NPY and its effect on contractions to NA  Exogenous NPY induced concentration-dependent contractions of control and IBD veins (Fig. 7C), but failed to contract arteries. Contractions to NPY from IBD subjects were significantly (P < 0.01) greater from inflamed veins than controls, although pD2 values were not significantly different (Table 3).

The effect of a sub-threshold concentration (30 nmol L−1) of NPY was examined against NA contractions. The NPY (30 nmol L−1) had no significant effect on contractions to NA in control arteries and veins (see Table 3). Concentration–response curves from inflamed veins were significantly (P < 0.05) reduced in the presence of NPY, while in inflamed veins responses were significantly increased (P < 0.01), although pD2 values were not significantly different.

Discussion

  1. Top of page
  2. Abstract
  3. Introduction
  4. Methods
  5. Results
  6. Discussion
  7. References

The mesenteric circulation is highly specialized, supplying the metabolic needs of the gut and other organs; blood flow is altered in response to mechanical stimulation of food in the lumen17 and as part of inflammatory responses.18 Mesenteric veins form the largest capacitance bed in man and control of venous tone are important in the effective maintenance of blood pressure,19 particularly when posture changes. The greater nerve density in human mesenteric veins compared with arteries shown in this study may reflect this role.

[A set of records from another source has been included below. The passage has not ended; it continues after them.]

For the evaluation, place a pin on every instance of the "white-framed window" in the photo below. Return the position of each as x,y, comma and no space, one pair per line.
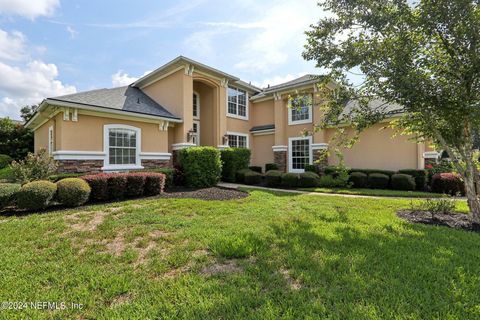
122,147
196,105
300,110
299,153
237,103
237,140
51,140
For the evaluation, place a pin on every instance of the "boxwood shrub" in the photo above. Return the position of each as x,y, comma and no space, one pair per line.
308,179
73,192
448,183
420,177
401,181
7,193
271,166
233,159
290,180
201,166
273,178
36,195
378,180
358,179
253,177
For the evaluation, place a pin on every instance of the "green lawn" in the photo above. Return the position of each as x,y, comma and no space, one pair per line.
376,192
268,256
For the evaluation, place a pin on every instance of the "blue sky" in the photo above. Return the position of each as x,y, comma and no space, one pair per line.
55,47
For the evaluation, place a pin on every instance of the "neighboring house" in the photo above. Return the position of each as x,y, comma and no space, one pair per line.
185,103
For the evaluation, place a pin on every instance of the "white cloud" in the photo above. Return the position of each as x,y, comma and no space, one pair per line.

Sympathetic perivascular nerves were previously thought to contain only NA, but are now recognized as utilizing cotransmitters, notably ATP and NPY.10 The neuronal markers for this study were selected on the basis of neurotransmitters commonly identified in the four classes of perivascular nerves,20 TH and NPY for sympathetic nerves, SP and CGRP for sensory-motor nerves, and NO and VIP for intrinsic nerves projecting from the enteric nervous system (ENS). 5-HT has previously been identified in human mesenteric perivascular nerves, probably after being taken up by sympathetic nerves.14 ATP is a cotransmitter in most, if not all of these nerve types, but there is no immunohistochemical method for its localization, and detecting its presence relies on functional studies. Noradrenaline and ATP are the major sympathetic vasoconstrictors, acting via postjunctional α1-adrenoceptors and P2X1 receptors.10 Although in some blood vessels NPY acts as a vasoconstrictor, in many vessels NPY acts as a neuromodulator, postjunctionally enhancing the contraction produced by other transmitters and/or acting prejunctionally to reduce transmitter release.10 Perivascular nerves, in concert with signals from the endothelium, regulate local blood flow.1

Expression of immunomarkers

In arteries and veins from IBD patients, there was an increase in overall nerve density measured as the TFA for PGP9.5, compared with controls. While increased immunoreactivity implies an increased number of fibres, it may also be indicative of increased branching or increased immunoreactivity within fibres. The majority of human mesenteric perivascular nerves were of sympathetic origin. All vessels had a plexus of TH- and NPY-containing nerves. Neuropeptide Y is also found in subpopulations of neurons in the ENS21 and in some parasympathetic nerves.22 There was a greater nerve density for NPY and NA in arteries and veins from patients with IBD.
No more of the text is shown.